15/06/2014

Les Pauvres avec François, pape en directe

J’aimerais contextualiser la visite de l’évêque de Rome, François, à la communauté Sant Egidio à Trastevere, Rome. Le billet serait long et encore plus long si je vous racontais mon expérience de la communauté Sant Egidio, à Lausanne. Mais je promets, qu’après ma joie de pouvoir dire quelques mots sur la visite du pape, en ce moment même, je mettrai l’événement en situation !

 La visite annoncée de François réjouit cette  "paroisse sans frontières", ces gens du peuple animée, aidée, par les disciples modernes Sant Egidio, c’est un honneur et quand on est pauvre : une visite est comme un ange qui passe ! Pour les membres de Sant Egidio, dispersés aux quatre coins du monde, quelques moments avec quelqu’un qui leur est proche c’est un encouragement, c’est la Bonne Nouvelle de Jésus. Chemin faisant !

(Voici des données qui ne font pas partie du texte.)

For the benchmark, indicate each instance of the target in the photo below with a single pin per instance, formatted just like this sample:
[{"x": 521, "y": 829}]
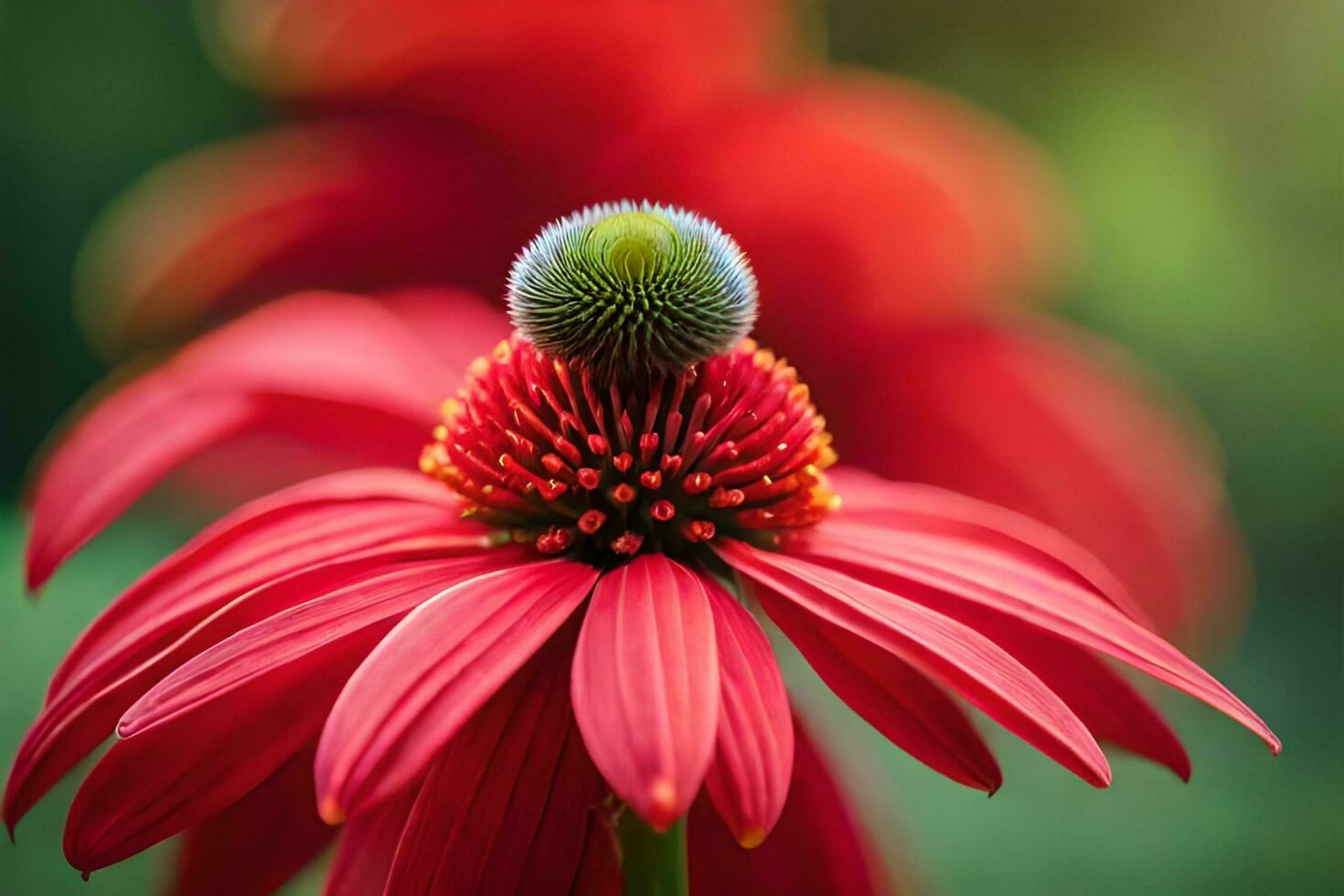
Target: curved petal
[
  {"x": 197, "y": 597},
  {"x": 646, "y": 686},
  {"x": 892, "y": 202},
  {"x": 359, "y": 203},
  {"x": 752, "y": 758},
  {"x": 894, "y": 696},
  {"x": 368, "y": 845},
  {"x": 314, "y": 359},
  {"x": 817, "y": 847},
  {"x": 1108, "y": 704},
  {"x": 928, "y": 515},
  {"x": 289, "y": 635},
  {"x": 425, "y": 680},
  {"x": 551, "y": 85},
  {"x": 966, "y": 583},
  {"x": 182, "y": 773},
  {"x": 315, "y": 521},
  {"x": 504, "y": 807},
  {"x": 283, "y": 683},
  {"x": 258, "y": 842},
  {"x": 951, "y": 652},
  {"x": 1062, "y": 427}
]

 Qui sont-ils, ces jeunes empreints de valeurs humanitaires, désireux d’un monde plus juste, actifs, engagés bénévolement d’abord là où ils se trouvent ? Celles et ceux que je connais ont été, où sont encore des étudiants, des intellectuels, j’en connais un qui est journaliste, d’autres sont des éducateurs, des techniciens, des soignants, mais tous sont solidaires entre eux et solidaires avec les malchanceux, les pauvres, les étrangers, les personnes handicapées, âgées.

 François arrive vers 17h00 et, homme de prière, il va confie sa rencontre à la Adonna de la clémence à Retraverse.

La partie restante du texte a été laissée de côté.